I’ve been reading about the history of chemistry and its early modern founders in Bernard Jaffe’s Crucibles: The Story of Chemistry (From Ancient Alchemy to Nuclear Fusion, 4th revised edition). The chapter on Avogadro is preceded by one on Dalton and another on Berzelius, famous for their contributions to atomic theory and its systematization respectively. In my first day of an introductory chemistry class, I clearly define the terms atom, molecule, compound (and somewhat vaguely define the term element). I spend most of my time on Dalton’s Theory and use the systematic terminology and symbols of Berzelius. Avogadro gets no mention until a few classes later when we discuss the mole.

 

Reading Jaffe’s book reminded me that I have not been giving Avogadro his due. Once again he gets overlooked.
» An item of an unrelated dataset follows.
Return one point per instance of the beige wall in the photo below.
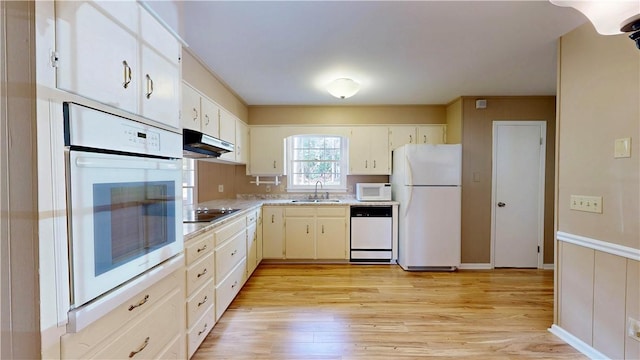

His famous hypothesis is present in chemistry textbooks: “Equal volumes of all gases under the same conditions of temperature and pressure contain the same number of molecules.” It doesn’t fit well in that first textbook chapter because for the students to understand the full impact would require us to delve into the properties of gases in detail (which we do later in the semester). Ironically, today’s popular G-Chem textbooks sequence the chapters according to the Molecular approach. And I use Avogadro’s clean definition of a molecule on the first day of class. It’s elegant and obvious to the students. We do not know what it was like to experience the confusion of the nineteenth century chemists. I once considered rearranging the material so that Gases would be the running theme throughout the semester, but that never panned out. (I once designed and ran an activity based on Avogadro’s hypothesis for non-science majors classes; I think I only ran it twice.)

 

Avogadro’s name lives on in his eponymous number, which was only established a century after his famous paper. Jean Perrin painstakingly counted tiny particles for weeks on end through a microscope. Not long after, Irving Langmuir proved that the hydrogen molecule contained two hydrogen atoms. Seems so obvious today, but not back then. Avogadro had, in fact, distinguished an integral molecule (of any compound) from a constituent molecule (only containing a single element) which is how we cleanly define a chemical compound as being composed of two or more elements. Jaffe writes that Gay-Lussac, whose observations led to Avogadro’s hypothesis, had “expressed the hope that ‘we are perhaps not far removed from the time when we shall be able to submit the bulk of chemical phenomena to calculation.’ Avogadro’s contribution to chemistry showed the way. It led also to a final agreement as to the true formula for water.” We take it for granted that balancing chemical equations and stoichiometric calculations are fundamental to the science of chemistry, but this was hard-won territory. And it’s thanks to the quiet professor, Amedeo Avogadro, but also his louder champions.